Так, а с детьми что делать? Что важно, из троих детей двое оказались ментоактивными — сын нашей новенькой и еще трехлетняя девчушка. А вот пятилетний паренек был совершенно нементоактивным. Жаль, конечно, но придется возвращать его в интернат. Пробудет он там, естественно, недолго, переведут в обычный детдом. Надо будет как-то предупредить тамошних эскулапов, чтобы не замучили парня исследованиями. Понимаю, им бы очень хотелось научиться лечить детей с таким диагнозом, но это все равно не в их силах, так чего зря парня напрягать. Ну а счастливой мамаше вручить не только сына, но и дочку. Заслужила своим упорством. Не знаю, правда, обрадуется она этому или нет, но впечатление она оставила вроде неплохое. Детей она любит, так что от дочки не откажется. Я связался с мамашей и сообщил ей радостную весть. Сказать, что она обрадовалась, — ничего не сказать. Она от радости даже, кажется, на несколько мгновений сознание потеряла. Правда, я ей не сказал, что у нее теперь еще и дочка есть, тогда бы точно в обморок грохнулась. Она, кстати, уже мчится сюда. Обещала меня отблагодарить. Как, интересно? Женщина она, конечно, симпатичная, даже красивая, хотя после медкапсул некрасивых у нас нет, сам ведь искин программировал, и я бы от благодарности не отказался, но, боюсь, Кини с Ингой этому не обрадуются. А потом не обрадуюсь я. Нет уж, лучше с ними не связываться. Тем более что скрыть от них я ничего не смогу. От Инги — точно. Да и Кини, хоть и не обладает ментальными способностями, видит меня насквозь и иногда даже может сказать, о чем я думаю. Даже я такого не могу, а она может. Правда, только со мной.

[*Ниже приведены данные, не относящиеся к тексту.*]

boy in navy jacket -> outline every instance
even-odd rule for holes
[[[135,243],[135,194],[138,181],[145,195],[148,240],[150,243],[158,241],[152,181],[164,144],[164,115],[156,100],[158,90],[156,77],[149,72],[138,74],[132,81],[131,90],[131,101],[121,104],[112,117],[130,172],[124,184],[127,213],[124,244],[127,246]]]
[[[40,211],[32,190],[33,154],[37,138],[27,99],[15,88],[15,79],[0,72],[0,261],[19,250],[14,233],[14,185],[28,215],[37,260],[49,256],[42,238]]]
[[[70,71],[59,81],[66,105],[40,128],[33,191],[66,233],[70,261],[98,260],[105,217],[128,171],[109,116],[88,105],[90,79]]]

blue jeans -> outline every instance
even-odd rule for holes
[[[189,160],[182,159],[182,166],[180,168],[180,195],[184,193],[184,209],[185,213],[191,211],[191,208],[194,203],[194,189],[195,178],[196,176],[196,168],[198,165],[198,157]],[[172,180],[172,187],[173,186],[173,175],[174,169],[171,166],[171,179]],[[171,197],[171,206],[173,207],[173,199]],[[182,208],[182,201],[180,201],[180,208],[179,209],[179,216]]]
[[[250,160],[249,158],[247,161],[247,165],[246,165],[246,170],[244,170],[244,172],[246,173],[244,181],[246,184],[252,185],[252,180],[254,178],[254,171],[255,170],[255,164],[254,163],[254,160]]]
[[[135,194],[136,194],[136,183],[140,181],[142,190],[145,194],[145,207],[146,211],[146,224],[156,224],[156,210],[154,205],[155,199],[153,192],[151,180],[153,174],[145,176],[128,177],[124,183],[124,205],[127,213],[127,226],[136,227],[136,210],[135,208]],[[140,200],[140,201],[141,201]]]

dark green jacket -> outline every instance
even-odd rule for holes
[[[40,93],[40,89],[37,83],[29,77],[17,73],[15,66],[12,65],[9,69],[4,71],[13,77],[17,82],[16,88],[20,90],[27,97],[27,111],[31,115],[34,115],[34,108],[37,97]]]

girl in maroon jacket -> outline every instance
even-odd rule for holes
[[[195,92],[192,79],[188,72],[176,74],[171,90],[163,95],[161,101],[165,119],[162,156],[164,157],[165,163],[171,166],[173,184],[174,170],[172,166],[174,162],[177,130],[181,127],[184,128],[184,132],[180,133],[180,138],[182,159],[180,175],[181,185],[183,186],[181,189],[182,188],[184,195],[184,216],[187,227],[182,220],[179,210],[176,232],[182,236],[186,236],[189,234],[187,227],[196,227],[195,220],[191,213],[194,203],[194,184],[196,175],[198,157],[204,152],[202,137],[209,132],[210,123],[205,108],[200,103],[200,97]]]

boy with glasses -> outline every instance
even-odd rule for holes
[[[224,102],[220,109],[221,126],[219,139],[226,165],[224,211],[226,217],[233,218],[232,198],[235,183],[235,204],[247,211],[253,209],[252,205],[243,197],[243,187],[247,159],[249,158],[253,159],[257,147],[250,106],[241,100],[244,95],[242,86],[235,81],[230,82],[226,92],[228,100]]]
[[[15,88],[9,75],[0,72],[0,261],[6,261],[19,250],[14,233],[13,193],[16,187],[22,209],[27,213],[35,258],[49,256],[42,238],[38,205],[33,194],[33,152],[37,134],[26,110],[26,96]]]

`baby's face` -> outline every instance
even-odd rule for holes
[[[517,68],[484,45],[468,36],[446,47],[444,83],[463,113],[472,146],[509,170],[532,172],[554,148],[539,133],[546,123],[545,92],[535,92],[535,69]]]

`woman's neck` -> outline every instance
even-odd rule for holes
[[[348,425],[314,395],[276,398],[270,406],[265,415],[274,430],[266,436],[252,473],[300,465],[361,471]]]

— Слушай, Ник, — сказал подсевший ко мне Серега, — а давай англичан накажем за это безобразие.
— Да я не против. Только как?
— Давай их подлодку потопим.
— Опять? Что ж ты такой кровожадный-то?
— Да при чем тут это. Они наш «Курск» потопили.
— Что еще за «Курск»?
— В августе двухтысячного года они потопили нашу подлодку «Курск». Сто тридцать ребят погибло. А их за это даже не пожурили.
— Так, подожди. — Я связался с Витом. Почитал немного об этой несчастной подлодке. — Серега, а при чем тут англичане? Да и вообще пишут, что она погибла от внутренних взрывов.
— Какие внутренние взрывы? Ты о чем? Кто из нас моряк, ты или я? Их американская подлодка «Мемфис» торпедировала. Даже тип торпеды известен — МК-48.
— Ну так американская же подлодка. А англичане тут при чем?
— А их подлодка тоже там крутилась. И наверняка с их согласия амеры такую подлость учинили. Они ведь союзники.
— Почему подлость? Американцы уничтожили подлодку своего противника.
— Так в мирное же время. Никто просто такого не ожидал.
— У вас там в руководстве флота совсем все чокнутые, что ли? Какое мирное время? Какое мирное время может быть у военных моряков? Да вообще у любых военных? Рассказать такое в Содружестве — вот народ посмеялся бы. Там если военные корабли Арвара и Аратана встретятся, обязательно сцепятся, невзирая на место и время. Плевать им, военное оно или нет. Да и другие не лучше. Военный корабль всегда должен быть готов к нападению, всегда. И не дай бог услышу от тебя, как от командующего ВКС, про мирное время. Сразу отправишься на планету младшим оператором агрокомплекса. А ваши морячки, видно, слишком уж расслабились.
— Тут ты не совсем прав. Корабли всегда маневрируют рядом с вероятным противником, но только маневрируют, без открытия огня.